Degusta un timbal de merluza con pimientos.
Levanta sus faldas con dedos atrevidos.
Y en la alta noche encamina tus pasos hacia el sueño.
***
DAVID HUME, EN SU TOMITO “MI PROPIA VIDA”, NOS ACERCÓ UNA VERDAD PARA REFLEXIONAR LENTAMENTE: “SER NATURALMENTE ASÍ, FELIZ, VALE MÁS QUE POSEER UN ABULTADÍSIMO PATRIMONIO»
a Lorena
Apenas veis aquí mi nombre y fecha,
y la sombra mortal entrelazada al jardín.

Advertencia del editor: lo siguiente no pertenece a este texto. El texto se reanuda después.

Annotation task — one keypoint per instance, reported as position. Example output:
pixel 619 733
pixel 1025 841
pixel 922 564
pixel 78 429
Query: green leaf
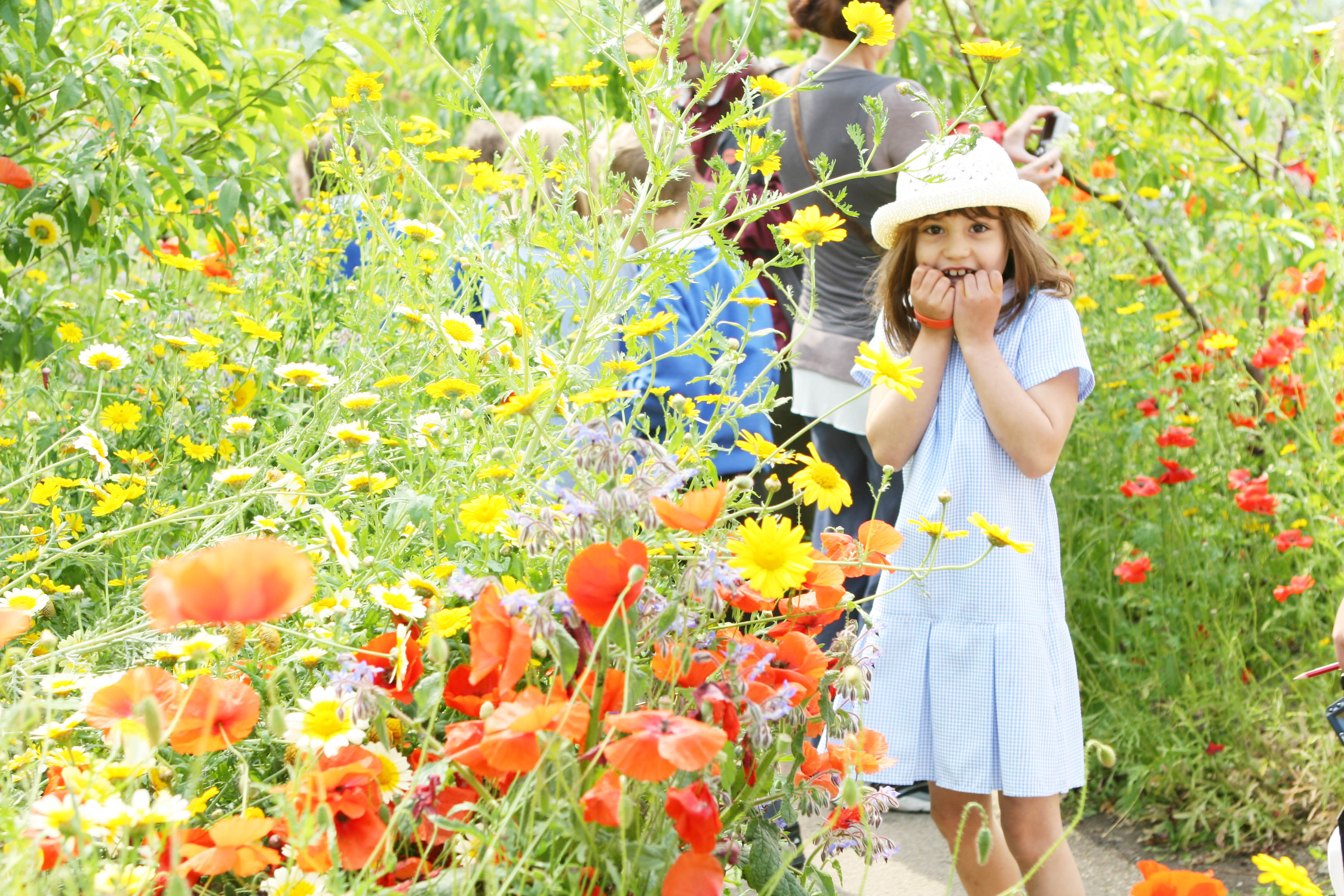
pixel 312 41
pixel 227 203
pixel 42 25
pixel 70 93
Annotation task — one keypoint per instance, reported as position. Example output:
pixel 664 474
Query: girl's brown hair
pixel 1030 267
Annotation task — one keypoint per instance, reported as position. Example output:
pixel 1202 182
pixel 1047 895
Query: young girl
pixel 975 687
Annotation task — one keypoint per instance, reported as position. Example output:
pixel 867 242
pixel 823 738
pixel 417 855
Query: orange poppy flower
pixel 603 801
pixel 510 734
pixel 461 693
pixel 694 875
pixel 1160 880
pixel 670 660
pixel 240 581
pixel 432 835
pixel 386 677
pixel 866 753
pixel 13 624
pixel 217 714
pixel 116 708
pixel 236 848
pixel 349 785
pixel 604 577
pixel 501 644
pixel 697 512
pixel 660 743
pixel 695 816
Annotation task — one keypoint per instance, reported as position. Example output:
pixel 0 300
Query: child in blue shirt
pixel 714 292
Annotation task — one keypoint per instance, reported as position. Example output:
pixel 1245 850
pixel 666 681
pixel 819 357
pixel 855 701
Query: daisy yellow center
pixel 459 331
pixel 326 720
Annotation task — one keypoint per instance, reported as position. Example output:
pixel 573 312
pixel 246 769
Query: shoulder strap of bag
pixel 796 109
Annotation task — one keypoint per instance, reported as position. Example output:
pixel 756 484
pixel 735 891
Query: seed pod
pixel 268 639
pixel 237 634
pixel 148 708
pixel 276 720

Marché hacia el Hades. Rociadme, pues,
con champagne sápido de pájaro. Caminante,
respeta estas piedras y no remuevas
mi espíritu. El sueño, tras el esfuerzo,
complace. La paz, tras la tormenta,
olvida miedos. Oh, Zeus, aíslame
del infierno con tus violines de agua.
¿Qué debo decir? Aunque no me fue
posible ganar la tierra, por mi tristeza,
la vida ni es absurda ni inútil; hay amor,
amistad, literatura, arte, conocimiento,
frescas fresas, belleza, aliento afrodisiaco
en las palabras vivas como antorchas,
riberas del río Mincio, cerca de Mantua.
Amigo, mantente inmutable en tu interior,
y en la noche inmediata, al tropezar con
las tinieblas, sueña con la Luna. La vida es azar,
y, sí, las espinas crecen por dentro, pero
siempre cuaja el día. También todos llevamos,
aquí o en el otro mundo, el tesoro de Mozart,
una manzana verde en la carne. “De parvis
grandis acervus erit”. Vivir fue celestial.
***
ELOGIO DE LA VIDA TRANQUILA
a Noemí y Clara, So here I am, in the middle way
Escucho las Variaciones Goldberg, vuelco mi sangre
en la «meditatio», disfruto de una vida campestre
en el otoño de mi conciencia, estudio, leo,
preparo material para futuros libros, corrijo poemas,
amo el dragón de diamantes del corazón de mamá.
***
Con toda el agua del río en una sola ola.
Con silencio la inmensa parte del tiempo.
Solitario en la aldea: deseo vivir deliberadamente.
Por las afueras de tanta mierda concreta y abstracta
en que se convirtió la grisalla atroz de lo que hay.
Con reposo, calma, reflexión, distancia,
serenidad, juicio medido, plata esterlina.
***
Y las cosas, aquí, se abandonan, vibran. Chapotea
el tractor, las nubes alimentan yacijas de retamas.
Respirar dentro de una cueva de oráculos.
Dibujar la patria lluviosa y arbórea de los astros.
¿Cómo elogiarlo? ¿Acabar en el pueblo mis días?
Liberación del pasado y el futuro, lenta ataraxia;
sí, acaso al fin la verdad se comprenda.